FDI trends: An overview 

FDI inflows into Nepal have remained relatively modest but stable in recent years. According to official data from Nepal Rastra Bank, FDI inflows hovered around $170m in 2018-19 and increased slightly to $182m in 2019-20. The pandemic caused a drop in 2020-21, with inflows declining to about $145m. Recovery signs appeared in 2021-22, with $160m, and early estimates for 2022-23 indicate a further rise to nearly $175m.

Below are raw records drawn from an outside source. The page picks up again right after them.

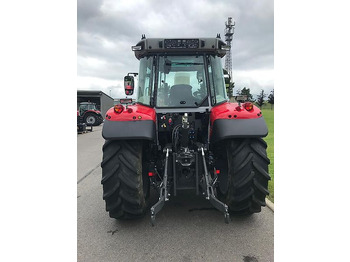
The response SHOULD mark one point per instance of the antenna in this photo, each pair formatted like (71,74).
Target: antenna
(229,28)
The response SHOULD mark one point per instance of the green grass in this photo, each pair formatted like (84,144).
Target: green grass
(268,115)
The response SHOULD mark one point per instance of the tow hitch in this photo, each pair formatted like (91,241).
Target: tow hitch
(206,183)
(210,192)
(164,195)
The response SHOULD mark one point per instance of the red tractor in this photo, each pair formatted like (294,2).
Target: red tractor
(182,133)
(89,113)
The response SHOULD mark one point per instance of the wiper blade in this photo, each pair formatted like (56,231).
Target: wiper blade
(202,102)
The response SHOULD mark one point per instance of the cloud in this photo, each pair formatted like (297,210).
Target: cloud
(107,29)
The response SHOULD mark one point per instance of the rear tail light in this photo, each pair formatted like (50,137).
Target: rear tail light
(248,106)
(118,108)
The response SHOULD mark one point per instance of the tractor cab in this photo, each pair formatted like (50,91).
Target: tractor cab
(181,73)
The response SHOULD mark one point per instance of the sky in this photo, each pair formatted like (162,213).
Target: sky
(107,29)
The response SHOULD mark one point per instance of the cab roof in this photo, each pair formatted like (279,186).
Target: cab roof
(152,46)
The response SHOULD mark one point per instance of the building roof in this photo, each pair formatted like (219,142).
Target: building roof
(91,92)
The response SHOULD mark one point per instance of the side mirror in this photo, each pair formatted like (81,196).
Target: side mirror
(129,85)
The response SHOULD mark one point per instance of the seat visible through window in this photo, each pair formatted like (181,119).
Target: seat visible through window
(181,95)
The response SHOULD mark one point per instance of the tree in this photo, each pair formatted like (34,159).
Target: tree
(260,98)
(246,92)
(271,98)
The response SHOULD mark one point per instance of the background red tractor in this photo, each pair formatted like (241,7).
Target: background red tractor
(90,114)
(183,133)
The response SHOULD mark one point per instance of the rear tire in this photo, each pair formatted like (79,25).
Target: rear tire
(91,119)
(125,182)
(243,178)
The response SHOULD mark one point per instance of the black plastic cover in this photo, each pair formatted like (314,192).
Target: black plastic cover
(119,130)
(238,128)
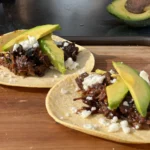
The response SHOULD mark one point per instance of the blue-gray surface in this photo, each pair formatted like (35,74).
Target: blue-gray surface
(76,17)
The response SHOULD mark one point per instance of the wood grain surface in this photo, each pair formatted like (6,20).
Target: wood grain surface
(25,124)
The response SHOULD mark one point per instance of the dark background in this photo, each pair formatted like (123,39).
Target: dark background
(81,20)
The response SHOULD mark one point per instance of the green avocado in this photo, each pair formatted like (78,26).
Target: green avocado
(55,54)
(116,93)
(138,87)
(101,72)
(38,32)
(118,9)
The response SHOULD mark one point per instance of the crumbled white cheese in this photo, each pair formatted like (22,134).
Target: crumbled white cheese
(124,123)
(74,110)
(25,44)
(63,91)
(70,64)
(55,76)
(145,76)
(114,127)
(88,126)
(125,103)
(85,113)
(35,45)
(95,126)
(114,119)
(29,43)
(126,130)
(103,122)
(67,115)
(137,127)
(109,108)
(89,98)
(92,79)
(111,71)
(77,89)
(113,80)
(93,108)
(15,47)
(61,118)
(66,44)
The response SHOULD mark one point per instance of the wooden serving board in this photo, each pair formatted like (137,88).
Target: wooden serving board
(25,124)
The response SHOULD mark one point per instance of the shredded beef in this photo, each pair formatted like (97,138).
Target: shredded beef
(69,51)
(99,100)
(26,63)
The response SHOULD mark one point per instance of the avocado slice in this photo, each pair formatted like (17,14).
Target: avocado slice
(120,9)
(38,32)
(101,72)
(55,54)
(139,88)
(116,93)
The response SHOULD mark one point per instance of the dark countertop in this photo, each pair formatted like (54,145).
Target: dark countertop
(82,21)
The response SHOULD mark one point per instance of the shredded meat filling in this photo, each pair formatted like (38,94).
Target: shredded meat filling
(26,63)
(99,100)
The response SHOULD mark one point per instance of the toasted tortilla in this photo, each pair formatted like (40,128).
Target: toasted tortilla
(59,107)
(85,59)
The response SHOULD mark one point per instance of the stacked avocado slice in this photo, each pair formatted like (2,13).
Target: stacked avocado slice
(43,34)
(128,79)
(133,12)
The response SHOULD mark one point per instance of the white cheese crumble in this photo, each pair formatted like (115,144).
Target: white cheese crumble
(85,113)
(124,126)
(88,126)
(124,123)
(74,110)
(67,115)
(111,71)
(70,64)
(114,127)
(103,122)
(113,80)
(29,43)
(114,119)
(61,118)
(125,103)
(55,76)
(145,76)
(63,91)
(77,89)
(66,44)
(15,47)
(89,98)
(92,79)
(93,108)
(126,130)
(137,127)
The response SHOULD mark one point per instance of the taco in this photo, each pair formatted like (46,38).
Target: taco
(37,66)
(106,104)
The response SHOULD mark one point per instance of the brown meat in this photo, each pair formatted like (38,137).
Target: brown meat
(137,6)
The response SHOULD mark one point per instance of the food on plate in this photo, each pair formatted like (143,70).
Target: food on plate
(133,12)
(113,104)
(36,58)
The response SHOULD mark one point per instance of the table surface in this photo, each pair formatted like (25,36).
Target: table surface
(26,125)
(77,18)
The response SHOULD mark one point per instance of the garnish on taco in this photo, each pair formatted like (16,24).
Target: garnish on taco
(113,104)
(36,58)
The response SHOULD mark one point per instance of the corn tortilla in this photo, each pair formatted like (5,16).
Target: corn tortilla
(85,59)
(58,105)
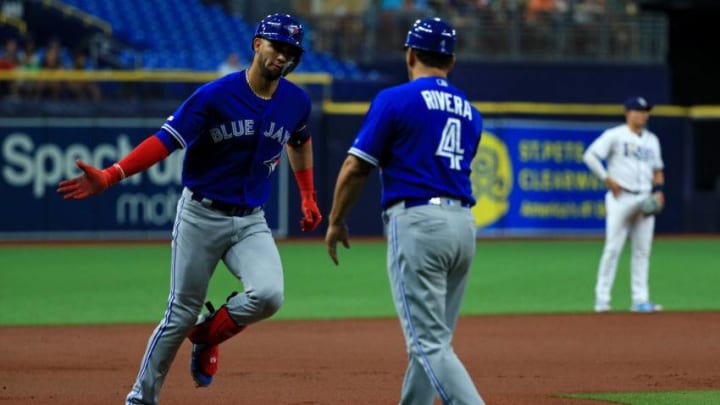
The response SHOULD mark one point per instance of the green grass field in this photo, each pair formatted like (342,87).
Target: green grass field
(73,284)
(102,284)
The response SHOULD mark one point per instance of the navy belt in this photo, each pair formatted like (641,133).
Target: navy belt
(446,201)
(629,191)
(229,209)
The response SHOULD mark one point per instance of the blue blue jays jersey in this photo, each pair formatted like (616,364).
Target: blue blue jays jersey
(423,135)
(234,139)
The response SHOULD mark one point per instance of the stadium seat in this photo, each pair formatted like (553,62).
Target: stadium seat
(168,37)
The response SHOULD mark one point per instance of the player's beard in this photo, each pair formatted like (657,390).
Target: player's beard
(267,73)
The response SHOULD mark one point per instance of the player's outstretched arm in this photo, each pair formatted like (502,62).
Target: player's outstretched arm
(94,181)
(301,161)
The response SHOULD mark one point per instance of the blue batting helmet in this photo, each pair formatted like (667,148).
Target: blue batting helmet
(432,34)
(281,28)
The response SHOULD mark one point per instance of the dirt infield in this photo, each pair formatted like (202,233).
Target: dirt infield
(515,360)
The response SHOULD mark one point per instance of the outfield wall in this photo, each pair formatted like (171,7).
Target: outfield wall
(529,177)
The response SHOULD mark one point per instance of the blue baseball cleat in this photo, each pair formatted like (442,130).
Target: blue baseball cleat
(646,307)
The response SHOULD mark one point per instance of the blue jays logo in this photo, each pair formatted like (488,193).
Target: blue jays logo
(293,29)
(272,163)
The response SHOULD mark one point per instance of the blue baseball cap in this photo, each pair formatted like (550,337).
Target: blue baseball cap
(432,34)
(637,103)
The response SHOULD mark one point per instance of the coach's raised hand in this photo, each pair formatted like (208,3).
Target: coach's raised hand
(93,181)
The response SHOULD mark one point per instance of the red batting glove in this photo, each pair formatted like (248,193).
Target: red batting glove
(311,213)
(93,181)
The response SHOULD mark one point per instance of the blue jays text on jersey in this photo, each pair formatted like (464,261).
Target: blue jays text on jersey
(229,130)
(234,139)
(423,135)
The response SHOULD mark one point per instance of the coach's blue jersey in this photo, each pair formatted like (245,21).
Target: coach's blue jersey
(423,135)
(234,139)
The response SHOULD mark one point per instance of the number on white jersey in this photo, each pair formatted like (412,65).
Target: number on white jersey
(450,146)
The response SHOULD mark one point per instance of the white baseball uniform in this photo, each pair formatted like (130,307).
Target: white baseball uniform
(631,160)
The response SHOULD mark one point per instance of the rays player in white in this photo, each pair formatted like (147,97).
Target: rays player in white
(634,171)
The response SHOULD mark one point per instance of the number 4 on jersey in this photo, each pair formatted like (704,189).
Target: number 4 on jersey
(450,146)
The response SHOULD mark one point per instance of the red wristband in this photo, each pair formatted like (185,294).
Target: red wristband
(149,152)
(305,181)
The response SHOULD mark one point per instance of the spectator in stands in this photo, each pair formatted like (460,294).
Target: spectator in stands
(231,64)
(29,61)
(9,60)
(51,60)
(83,89)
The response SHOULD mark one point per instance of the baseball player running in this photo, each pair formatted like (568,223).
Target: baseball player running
(423,135)
(634,171)
(234,130)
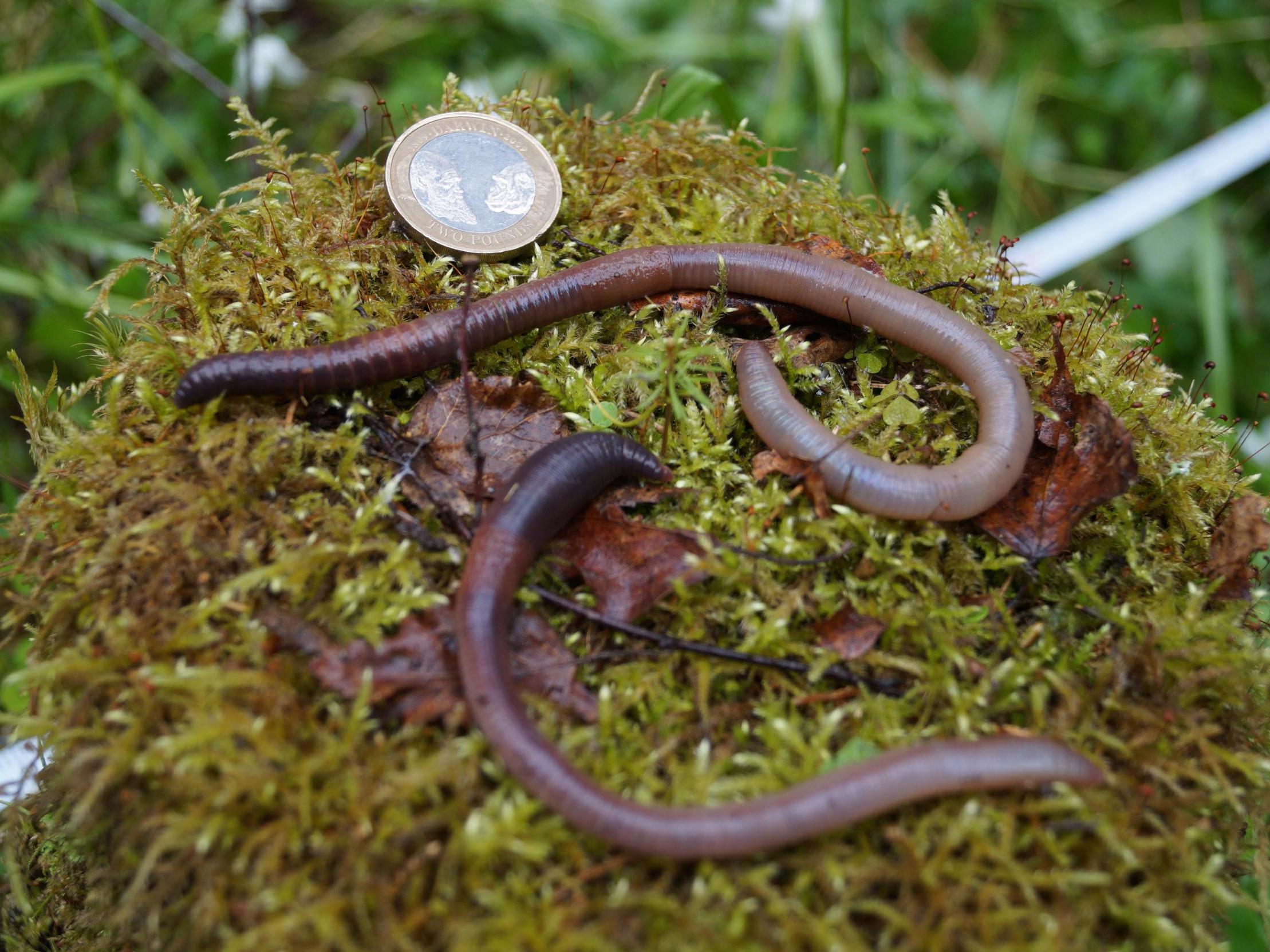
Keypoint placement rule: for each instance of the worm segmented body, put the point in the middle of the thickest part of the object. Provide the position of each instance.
(969, 485)
(559, 480)
(544, 495)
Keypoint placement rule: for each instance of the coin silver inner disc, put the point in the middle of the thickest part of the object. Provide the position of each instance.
(471, 183)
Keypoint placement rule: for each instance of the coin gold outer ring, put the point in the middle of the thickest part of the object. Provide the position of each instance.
(446, 239)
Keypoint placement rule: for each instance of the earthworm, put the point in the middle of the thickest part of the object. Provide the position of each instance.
(967, 487)
(980, 477)
(548, 490)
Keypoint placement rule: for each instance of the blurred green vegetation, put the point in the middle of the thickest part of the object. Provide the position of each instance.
(1019, 109)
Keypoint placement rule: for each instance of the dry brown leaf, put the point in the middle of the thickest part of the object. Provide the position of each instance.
(515, 419)
(825, 247)
(1077, 463)
(629, 565)
(415, 674)
(804, 474)
(1241, 532)
(850, 634)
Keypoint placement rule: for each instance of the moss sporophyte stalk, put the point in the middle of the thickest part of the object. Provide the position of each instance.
(210, 791)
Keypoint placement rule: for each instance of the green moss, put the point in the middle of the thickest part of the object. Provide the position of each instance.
(207, 793)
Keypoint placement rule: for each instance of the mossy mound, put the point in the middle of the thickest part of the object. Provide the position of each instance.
(208, 793)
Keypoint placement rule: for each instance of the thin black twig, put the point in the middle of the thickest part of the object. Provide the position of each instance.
(892, 687)
(942, 285)
(471, 442)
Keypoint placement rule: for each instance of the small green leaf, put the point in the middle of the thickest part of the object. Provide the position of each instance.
(902, 412)
(870, 362)
(851, 753)
(604, 414)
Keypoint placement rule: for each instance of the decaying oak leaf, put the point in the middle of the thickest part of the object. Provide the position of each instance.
(850, 634)
(630, 565)
(515, 419)
(1241, 532)
(1077, 463)
(804, 474)
(415, 674)
(825, 247)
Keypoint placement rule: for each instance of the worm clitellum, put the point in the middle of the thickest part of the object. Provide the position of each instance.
(836, 290)
(549, 489)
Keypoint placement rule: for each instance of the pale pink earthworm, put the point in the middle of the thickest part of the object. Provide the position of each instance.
(558, 481)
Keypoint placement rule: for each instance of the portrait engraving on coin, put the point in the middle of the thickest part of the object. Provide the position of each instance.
(473, 182)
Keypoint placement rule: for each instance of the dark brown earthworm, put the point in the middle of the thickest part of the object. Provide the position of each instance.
(834, 289)
(549, 489)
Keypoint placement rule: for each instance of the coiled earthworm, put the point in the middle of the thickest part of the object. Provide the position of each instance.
(549, 489)
(980, 477)
(967, 487)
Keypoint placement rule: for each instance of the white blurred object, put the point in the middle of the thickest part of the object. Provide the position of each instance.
(784, 14)
(19, 763)
(234, 19)
(478, 88)
(270, 60)
(1133, 206)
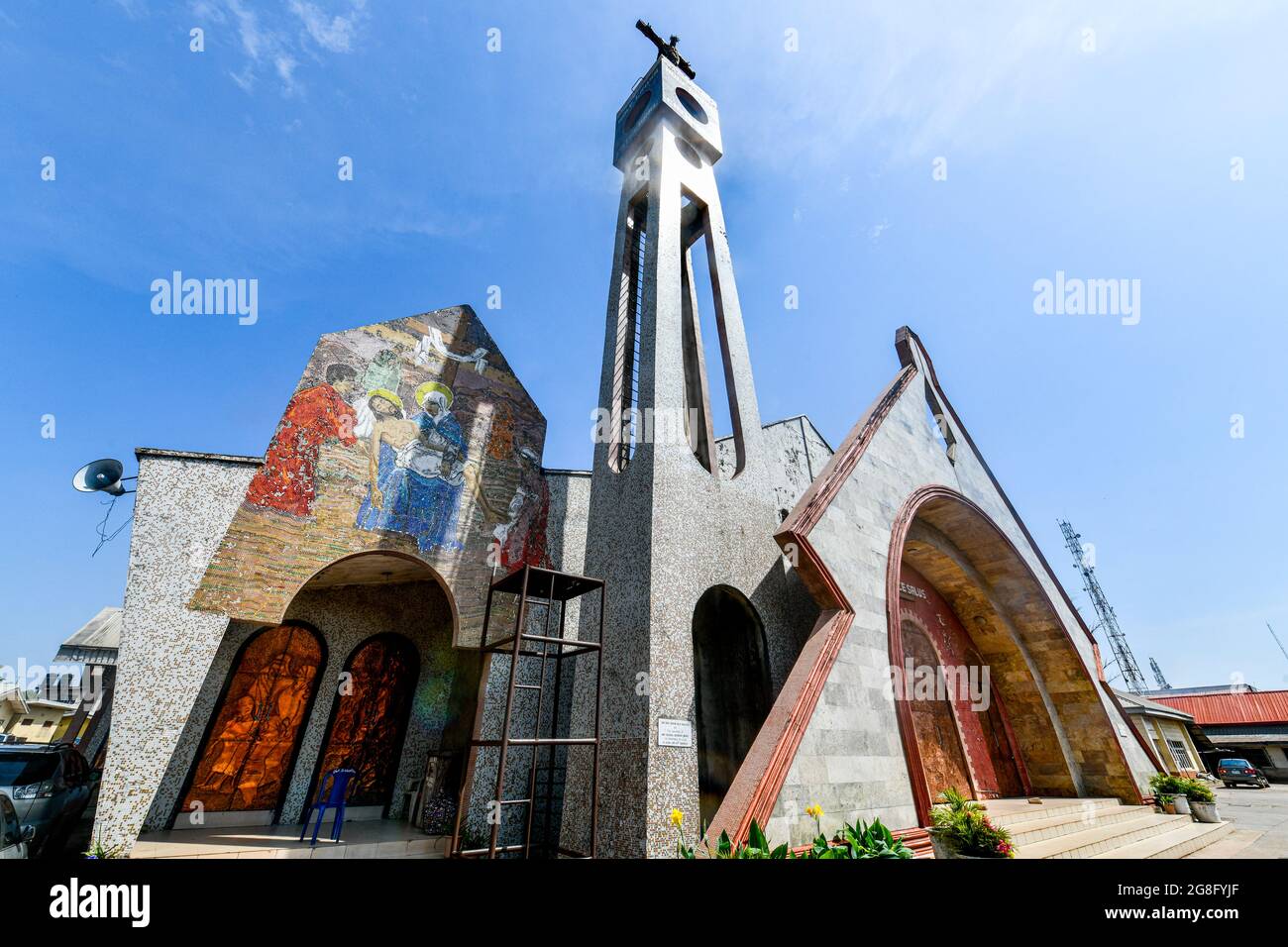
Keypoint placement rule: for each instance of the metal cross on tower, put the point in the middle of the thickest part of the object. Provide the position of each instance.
(1126, 661)
(1158, 676)
(668, 50)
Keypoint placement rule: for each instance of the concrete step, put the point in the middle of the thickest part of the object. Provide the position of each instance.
(1067, 821)
(1104, 838)
(1013, 812)
(1175, 843)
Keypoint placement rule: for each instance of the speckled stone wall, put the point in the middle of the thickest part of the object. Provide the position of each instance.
(850, 759)
(346, 617)
(795, 455)
(665, 528)
(180, 512)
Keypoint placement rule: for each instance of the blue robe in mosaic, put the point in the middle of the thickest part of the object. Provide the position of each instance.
(413, 504)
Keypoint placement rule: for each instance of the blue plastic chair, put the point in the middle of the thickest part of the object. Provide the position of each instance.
(331, 792)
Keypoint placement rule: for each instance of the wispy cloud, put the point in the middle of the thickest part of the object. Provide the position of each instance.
(335, 34)
(894, 77)
(273, 44)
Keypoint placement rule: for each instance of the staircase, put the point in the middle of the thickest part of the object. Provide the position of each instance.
(1099, 828)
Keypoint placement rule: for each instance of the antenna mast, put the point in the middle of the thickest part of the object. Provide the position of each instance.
(1126, 661)
(1158, 677)
(1276, 639)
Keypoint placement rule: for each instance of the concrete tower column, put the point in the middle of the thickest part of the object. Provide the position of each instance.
(665, 525)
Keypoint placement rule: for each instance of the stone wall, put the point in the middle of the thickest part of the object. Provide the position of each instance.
(850, 759)
(181, 508)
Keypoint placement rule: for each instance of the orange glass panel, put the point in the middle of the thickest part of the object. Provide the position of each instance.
(244, 762)
(366, 733)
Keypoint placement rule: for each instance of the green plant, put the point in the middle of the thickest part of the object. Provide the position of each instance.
(1167, 788)
(965, 826)
(1197, 792)
(954, 801)
(99, 851)
(853, 841)
(866, 840)
(1168, 785)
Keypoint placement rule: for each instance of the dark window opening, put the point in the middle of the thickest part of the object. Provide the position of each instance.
(630, 322)
(732, 689)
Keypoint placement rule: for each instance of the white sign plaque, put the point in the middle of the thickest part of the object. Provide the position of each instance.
(674, 732)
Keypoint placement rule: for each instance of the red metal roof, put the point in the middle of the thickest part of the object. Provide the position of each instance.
(1249, 706)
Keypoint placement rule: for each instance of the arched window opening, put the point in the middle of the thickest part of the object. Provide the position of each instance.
(370, 718)
(732, 689)
(943, 759)
(249, 751)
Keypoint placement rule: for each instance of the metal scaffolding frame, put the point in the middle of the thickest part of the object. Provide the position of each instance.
(528, 582)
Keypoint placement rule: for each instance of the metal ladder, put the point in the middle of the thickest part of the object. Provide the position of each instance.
(527, 582)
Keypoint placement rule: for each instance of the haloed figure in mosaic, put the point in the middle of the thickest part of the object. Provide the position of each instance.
(381, 375)
(416, 470)
(287, 480)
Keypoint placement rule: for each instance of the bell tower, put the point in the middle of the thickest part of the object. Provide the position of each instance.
(671, 515)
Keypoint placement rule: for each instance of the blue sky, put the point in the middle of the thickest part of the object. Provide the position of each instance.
(1104, 158)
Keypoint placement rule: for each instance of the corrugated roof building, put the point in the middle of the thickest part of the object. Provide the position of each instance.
(1252, 724)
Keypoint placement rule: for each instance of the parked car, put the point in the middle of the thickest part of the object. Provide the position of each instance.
(1235, 772)
(14, 836)
(50, 787)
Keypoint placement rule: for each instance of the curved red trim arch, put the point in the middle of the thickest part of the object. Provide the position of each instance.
(903, 711)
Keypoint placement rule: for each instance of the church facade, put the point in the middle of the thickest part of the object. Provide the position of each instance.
(784, 624)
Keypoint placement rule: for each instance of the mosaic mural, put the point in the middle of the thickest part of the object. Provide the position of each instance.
(410, 436)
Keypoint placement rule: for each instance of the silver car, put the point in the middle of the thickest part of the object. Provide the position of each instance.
(50, 787)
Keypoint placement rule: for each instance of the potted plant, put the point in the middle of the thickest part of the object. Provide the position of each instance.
(1202, 801)
(962, 830)
(1171, 792)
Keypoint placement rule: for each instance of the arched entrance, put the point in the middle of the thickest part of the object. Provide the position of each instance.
(370, 715)
(249, 750)
(943, 761)
(964, 736)
(732, 690)
(1046, 729)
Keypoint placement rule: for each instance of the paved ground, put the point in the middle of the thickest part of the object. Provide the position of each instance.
(1260, 819)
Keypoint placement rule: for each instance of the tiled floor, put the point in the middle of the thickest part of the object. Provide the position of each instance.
(374, 839)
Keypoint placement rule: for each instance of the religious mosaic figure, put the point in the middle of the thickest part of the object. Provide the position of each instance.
(520, 538)
(416, 470)
(287, 480)
(382, 373)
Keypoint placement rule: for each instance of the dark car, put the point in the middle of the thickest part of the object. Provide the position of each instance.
(50, 787)
(1235, 772)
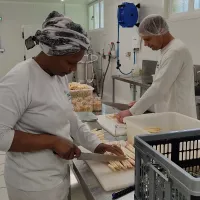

Cumulatively, the stock of foreign direct investment in Nepal is estimated between $1.2bn and $1.5bn. When compared to regional neighbors like India, Bangladesh and Sri Lanka, Nepal’s ratio of FDI to GDP is relatively low at around 0.44 percent, highlighting ample scope for improvement.

Hydropower projects dominate FDI inflows, making up approximately 40-45 percent due to Nepal’s large but underutilized potential in electricity generation. Telecommunications is the next largest sector, accounting for about 20 percent of FDI. Other sectors like manufacturing, tourism and banking attract smaller but significant shares, contributing to gradual economic diversification.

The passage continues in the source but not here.